For a new, 3000 sqaure foot house, the predicted price will be $365900.18
For an older, 3000 sqaure foot house, the predicted price will be $308163.9
| Estimate | Std. Error | t value | Pr(>|t|) | |
|---|---|---|---|---|
| (Intercept) | -22227.80793 | 15521.109973 | -1.432102 | 0.1553627 |
| Size | 104.43839 | 9.424079 | 11.082080 | 0.0000000 |
| New | -78527.50235 | 51007.641896 | -1.539524 | 0.1269661 |
| Size:New | 61.91588 | 21.685692 | 2.855149 | 0.0052716 |
For this model, the size of the house and the interaction between “newness” and size were deemed to be significant in predicting the price of a house. Unlike the previous models, “New” in itself was not considered to be significant.
Selling Price = -22227.81 + 104.44(Size) + (-78527.5 for a new house) + (61.92 * size * new house)

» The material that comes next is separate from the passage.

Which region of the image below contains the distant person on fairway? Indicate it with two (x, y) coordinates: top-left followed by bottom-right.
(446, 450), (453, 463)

For a new, 3000 square foot house, the predicted price will be $398307.51
For an older, 3000 square foot house, the predicted price will be $291149.28
For a new, 1500 square foot house, the predicted price will be $148776.1
For an older, 1500 square foot house, the predicted price will be $134491.69
The size in home will raise the predicted selling price of the home, which is a common reality. - Do you think the model with interaction or the one without it represents the relationship of size and new to the outcome price? What makes you prefer one model over another?

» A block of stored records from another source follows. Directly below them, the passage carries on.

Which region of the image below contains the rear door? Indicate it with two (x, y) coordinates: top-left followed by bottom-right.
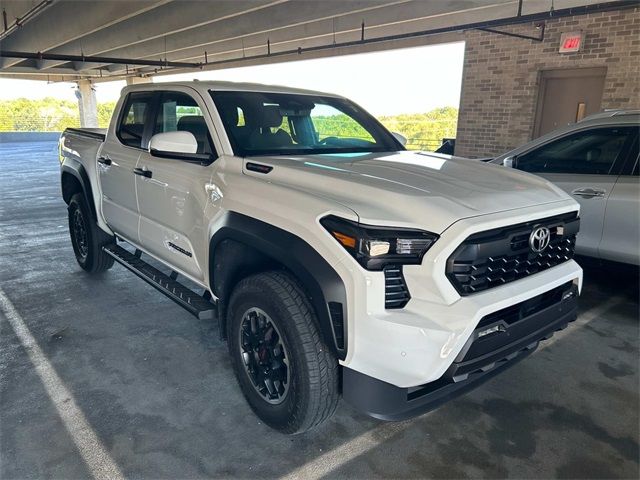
(135, 89), (219, 282)
(599, 139), (639, 265)
(514, 126), (636, 258)
(99, 91), (155, 243)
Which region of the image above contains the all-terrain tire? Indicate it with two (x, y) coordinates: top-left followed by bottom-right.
(68, 193), (114, 273)
(227, 271), (340, 434)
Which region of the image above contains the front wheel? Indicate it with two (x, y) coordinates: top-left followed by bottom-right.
(227, 271), (339, 434)
(68, 193), (114, 273)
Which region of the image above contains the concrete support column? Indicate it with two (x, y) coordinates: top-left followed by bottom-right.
(126, 76), (152, 85)
(76, 79), (98, 128)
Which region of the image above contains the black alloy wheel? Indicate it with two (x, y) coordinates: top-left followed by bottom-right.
(239, 307), (291, 404)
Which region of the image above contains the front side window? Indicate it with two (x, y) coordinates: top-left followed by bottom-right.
(211, 90), (400, 156)
(117, 92), (154, 148)
(154, 91), (215, 156)
(517, 127), (635, 175)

Using adjust R Squared as a way to determine which model does better, the interaction model wins out as its Adjusted RSquared of .736 is slightly higher than the regular model, which has an Adjusted RSquared of .717. I think both models do a sufficient job of explaining the reality that the size of a home does increase the cost. I would prefer the interaction model only because it does help validate my thinking that the size of a house combined with its “newness” makes a difference, which happens to be reflected by the fact that the interaction term was deemed to be statistically significant, at least using these two parameters as predictors.